1. Con ordinanza del 25 maggio 2010 il Tribunale di Sorveglianza di Bologna rigettava il reclamo proposto da P.G. avverso il decreto con il quale il Magistrato di Sorveglianza di Reggio Emilia, in data 12.1.2010, aveva rigettato la sua domanda volta alla fruizione di un permesso premio.
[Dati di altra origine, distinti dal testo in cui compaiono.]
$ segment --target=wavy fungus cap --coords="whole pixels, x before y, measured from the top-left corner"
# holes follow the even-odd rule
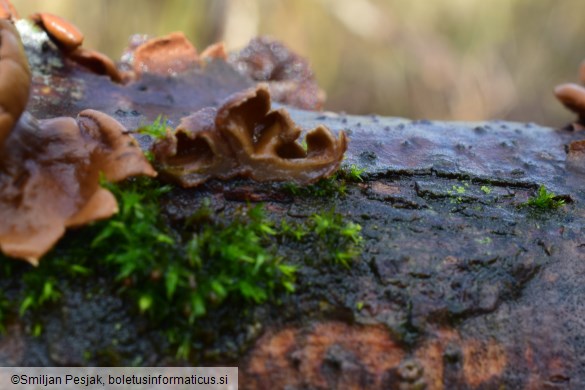
[[[184,187],[211,177],[309,184],[333,174],[343,160],[347,138],[324,126],[306,135],[284,109],[270,110],[270,93],[258,86],[229,97],[218,109],[183,118],[174,133],[154,144],[163,176]]]
[[[156,172],[106,114],[37,121],[24,112],[29,89],[18,33],[0,20],[0,249],[36,265],[66,227],[117,211],[100,175],[119,181]]]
Osservava a sostegno della decisione il Tribunale che il reclamante, a fronte dell’articolata motivazione del giudice di prime cure, avrebbe limitato la sua doglianza alla sola eccezione di costituzionalità dell’art. 4 bis O.P., richiamato dal giudicante quale normativa ostativa all’accoglimento dell’istanza e che la copiosa giurisprudenza del giudice delle leggi, al cui vaglio è stata già portata, sotto diffusi profili, detta norma di riferimento, consentiva di ritenere manifestamente infondata la questione proposta dalla difesa, dappoichè affidata essa ad argomenti già delibati dalla Corte costituzionale.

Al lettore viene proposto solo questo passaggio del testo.